Je veux te tuer de ma plume. Arracher ton cœur comme tu as kidnappé le mien de ma femme et de mon fils.

 Tes atours de séductions ne sont plus que fonds d'écrans jaunis, consumés  de mes dégouts, cendrés de mon éternel regret. Tu as fait de moi un célibataire à ta solde. Te rappelles-tu quand tu as profité de mon mal être ? Il t'a suffit d’un instant, pour me retenir prisonnier de ton vice addictif. Tu m’as fait croire que j’étais quelqu’un. En vérité  je n’étais personne, dans ton monde parfait. Le beau était à chaque détour de ton âme. Tu m’as égaré dans tes saisons, dans la nuit de tes jours, coupé de mon monde d’appartenance. En précipitant  le temps, tu m’as donné l’illusion d’être immortel et je l’ai cru.
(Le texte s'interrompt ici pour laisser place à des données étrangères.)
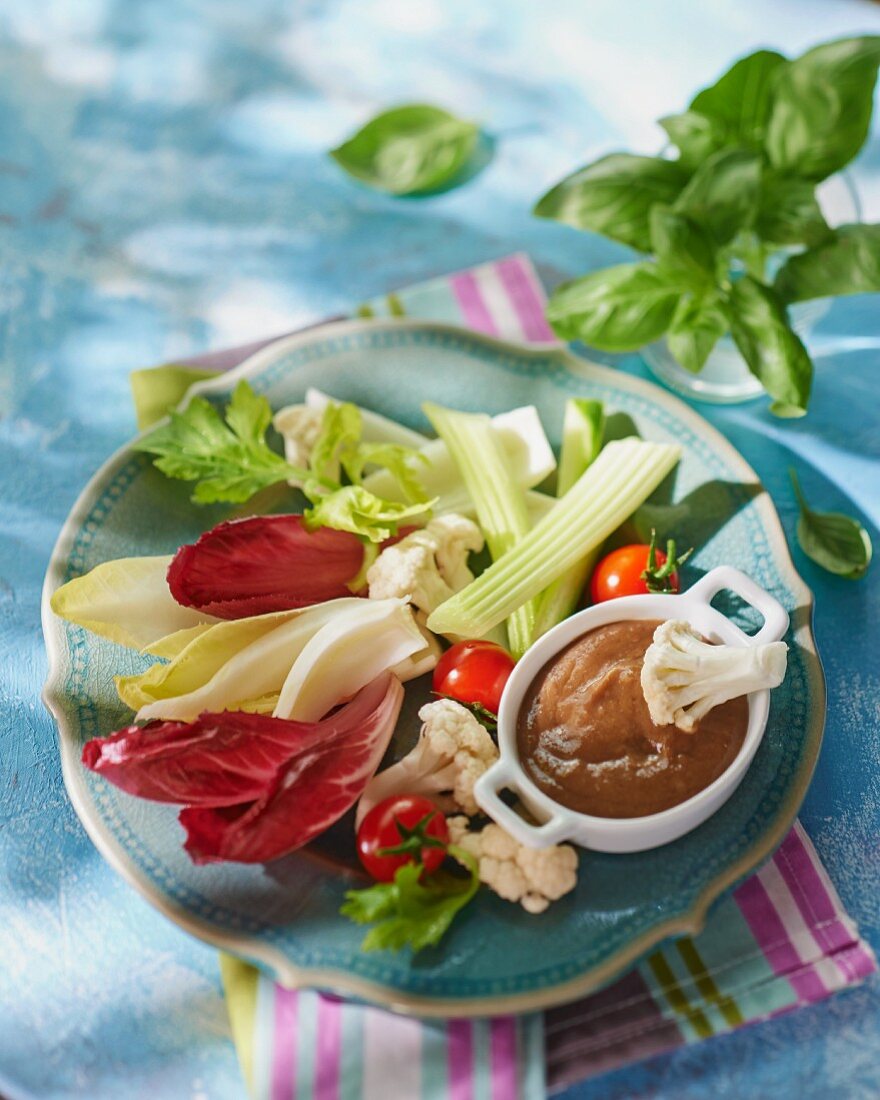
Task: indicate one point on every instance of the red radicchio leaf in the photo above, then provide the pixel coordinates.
(264, 563)
(312, 791)
(218, 760)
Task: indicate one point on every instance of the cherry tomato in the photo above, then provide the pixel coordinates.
(474, 672)
(619, 573)
(403, 820)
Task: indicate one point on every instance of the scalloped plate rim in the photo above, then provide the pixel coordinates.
(686, 922)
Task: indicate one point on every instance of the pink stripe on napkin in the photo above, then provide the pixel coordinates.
(472, 305)
(284, 1057)
(518, 279)
(813, 899)
(772, 937)
(460, 1059)
(504, 1058)
(329, 1048)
 Tu m’as d’entrée de jeu présenté à tes amis qui étaient sous ta coupe, religieusement. Ils m’ont vanté tes mérites, tes mythes. Ils m’ont confiés tes secrets. Ils m’ont enseignés les stratégies à adopter pour ne jamais te perdre. J’ai  pensé tout apprendre de toi, te maîtriser pour garantir notre réussite et écarter mon échec. En perverse absolue, tu n’as eu de cesse de te réinventer. Tu m’as emmené si loin au large que je me suis noyé en toi. Tu me pilonnais du nombre d’heures que je passais dans tes bras. Tu as fait croître ce chiffre avidement afin que je n’eusse plus jamais le courage de repartir en arrière. Je suis devenu le général de tes batailles inutiles. Tu m’as conditionné pour tuer sans vergogne. Tu étais le cerveau et je suis devenu ton exécutant, par faiblesse, par dépit.

 Tu as fait de moi un animal. Tu m’as souillé d’immobilisme afin que je ne regarde personne d’autre que toi.  Tu m’as engrossé de bouffe répugnante pour que je ne te quitte pas; qui donc voudrait de moi à présent ? Espèce d’ordure !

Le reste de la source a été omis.